Home Blog RTSP Streams for AI Pipelines
AI & Vision

The Pain of Getting RTSP Streams to Cloud AI Pipelines — and How We Approached It

📅 March 22, 2026 ⏱️ 9 min read 🏷️ AI, RTSP, Video Analytics, Security

If you've ever tried to pipe live IP camera streams into a cloud AI pipeline — object detection, people counting, license plate recognition, anomaly detection — you know the options aren't great. The cameras live on a private LAN. Your AI servers live in the cloud. And the gap between them is surprisingly painful to bridge securely, reliably, and without an unreasonable engineering investment.

This is a problem we ran into constantly when talking to security operators, integrators, and AI vendors. So we built TheRelay specifically to solve it. Here's an honest breakdown of why the problem is hard, what it actually costs, and how we approached it differently.

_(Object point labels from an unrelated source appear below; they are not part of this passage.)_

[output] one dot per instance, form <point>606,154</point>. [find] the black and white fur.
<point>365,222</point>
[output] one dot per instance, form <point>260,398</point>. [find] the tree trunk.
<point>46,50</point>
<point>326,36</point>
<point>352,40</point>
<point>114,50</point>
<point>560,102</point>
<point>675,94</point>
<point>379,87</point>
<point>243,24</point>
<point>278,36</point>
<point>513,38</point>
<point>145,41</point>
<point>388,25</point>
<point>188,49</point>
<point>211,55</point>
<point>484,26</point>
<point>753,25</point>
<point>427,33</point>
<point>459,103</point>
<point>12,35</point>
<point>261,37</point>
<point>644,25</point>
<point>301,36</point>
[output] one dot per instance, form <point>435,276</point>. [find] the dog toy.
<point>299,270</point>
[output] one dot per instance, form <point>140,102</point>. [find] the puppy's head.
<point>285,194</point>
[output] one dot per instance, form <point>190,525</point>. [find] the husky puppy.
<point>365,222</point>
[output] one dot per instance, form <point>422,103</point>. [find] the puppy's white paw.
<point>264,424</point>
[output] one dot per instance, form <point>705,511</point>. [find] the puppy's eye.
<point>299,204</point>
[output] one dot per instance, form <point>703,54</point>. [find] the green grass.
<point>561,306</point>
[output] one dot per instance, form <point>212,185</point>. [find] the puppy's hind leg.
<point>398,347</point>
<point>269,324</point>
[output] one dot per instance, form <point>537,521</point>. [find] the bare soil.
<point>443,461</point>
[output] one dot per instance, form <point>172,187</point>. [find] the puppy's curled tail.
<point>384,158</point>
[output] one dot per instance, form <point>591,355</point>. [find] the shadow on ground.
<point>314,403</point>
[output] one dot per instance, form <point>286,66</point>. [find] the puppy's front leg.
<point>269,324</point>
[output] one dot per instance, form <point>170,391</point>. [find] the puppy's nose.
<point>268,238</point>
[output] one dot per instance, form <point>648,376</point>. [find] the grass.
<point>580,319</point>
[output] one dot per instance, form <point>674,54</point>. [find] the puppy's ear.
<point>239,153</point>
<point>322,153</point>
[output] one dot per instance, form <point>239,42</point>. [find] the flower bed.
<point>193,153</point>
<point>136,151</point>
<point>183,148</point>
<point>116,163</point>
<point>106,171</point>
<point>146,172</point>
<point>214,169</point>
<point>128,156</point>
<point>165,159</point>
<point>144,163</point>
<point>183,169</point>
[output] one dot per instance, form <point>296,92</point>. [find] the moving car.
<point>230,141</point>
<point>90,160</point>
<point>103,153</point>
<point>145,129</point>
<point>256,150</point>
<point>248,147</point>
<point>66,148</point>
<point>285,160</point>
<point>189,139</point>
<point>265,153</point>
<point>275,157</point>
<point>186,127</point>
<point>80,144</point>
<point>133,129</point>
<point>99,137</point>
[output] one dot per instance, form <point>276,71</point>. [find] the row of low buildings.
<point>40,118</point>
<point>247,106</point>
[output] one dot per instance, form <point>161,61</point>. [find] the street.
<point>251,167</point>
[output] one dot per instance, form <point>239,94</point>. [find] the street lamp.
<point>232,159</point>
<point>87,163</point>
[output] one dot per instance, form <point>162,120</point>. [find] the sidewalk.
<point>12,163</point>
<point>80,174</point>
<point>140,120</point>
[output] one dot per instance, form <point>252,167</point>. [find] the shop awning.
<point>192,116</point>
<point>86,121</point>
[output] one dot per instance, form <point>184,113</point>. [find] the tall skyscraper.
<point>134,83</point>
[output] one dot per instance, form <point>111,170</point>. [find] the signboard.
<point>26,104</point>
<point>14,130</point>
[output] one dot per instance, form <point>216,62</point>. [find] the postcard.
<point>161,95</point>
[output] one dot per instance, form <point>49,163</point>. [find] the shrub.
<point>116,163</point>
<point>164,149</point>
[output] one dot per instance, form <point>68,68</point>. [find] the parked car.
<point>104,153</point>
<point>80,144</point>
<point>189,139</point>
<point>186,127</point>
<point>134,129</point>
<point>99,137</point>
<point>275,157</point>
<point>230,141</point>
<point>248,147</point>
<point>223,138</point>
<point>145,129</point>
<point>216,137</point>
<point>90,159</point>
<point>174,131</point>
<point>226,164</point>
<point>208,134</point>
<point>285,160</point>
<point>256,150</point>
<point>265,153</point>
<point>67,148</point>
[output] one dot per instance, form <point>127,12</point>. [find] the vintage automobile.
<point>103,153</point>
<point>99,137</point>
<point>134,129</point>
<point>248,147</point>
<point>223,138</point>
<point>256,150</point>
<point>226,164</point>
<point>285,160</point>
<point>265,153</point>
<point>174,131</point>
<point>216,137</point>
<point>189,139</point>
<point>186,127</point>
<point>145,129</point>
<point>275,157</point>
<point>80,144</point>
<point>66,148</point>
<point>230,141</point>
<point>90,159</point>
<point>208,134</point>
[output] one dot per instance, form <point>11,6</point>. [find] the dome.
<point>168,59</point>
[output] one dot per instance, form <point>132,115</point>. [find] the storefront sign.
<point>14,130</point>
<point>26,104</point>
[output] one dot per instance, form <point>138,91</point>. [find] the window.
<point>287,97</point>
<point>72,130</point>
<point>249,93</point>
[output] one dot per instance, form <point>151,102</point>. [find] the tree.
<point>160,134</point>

Why Bridging Cameras to AI Is Harder Than It Looks

IP cameras broadcast RTSP on your local network — typically on port 554. That stream is accessible from any device on the same LAN, making it easy for on-premise NVRs and VMS software to consume it. But the moment you want a cloud service to process that video — whether it's your own model or a third-party AI vendor — you hit a wall.

Cloud servers cannot reach private LAN devices. Your router's NAT blocks all inbound connections. The camera has no idea the internet exists. And the AI server, sitting in AWS or GCP, has no path to 192.168.1.100:554.

This leaves you with a short list of options, all of which have significant problems:

  • Port forward port 554 — opens your camera to the entire internet
  • Set up a VPN — works, but requires VPN client software on every AI server, and doesn't scale to external vendors
  • Self-host a relay server — pulls the stream locally, re-publishes to the cloud; works, but engineering cost is high
  • Run AI on-premise — avoids the problem but limits your AI options and hardware choices

And if you want to evaluate multiple AI vendors before committing? Now you're multiplying the complexity. Each vendor needs access to your streams. Each integration is a separate tunnel, credential share, or firewall rule.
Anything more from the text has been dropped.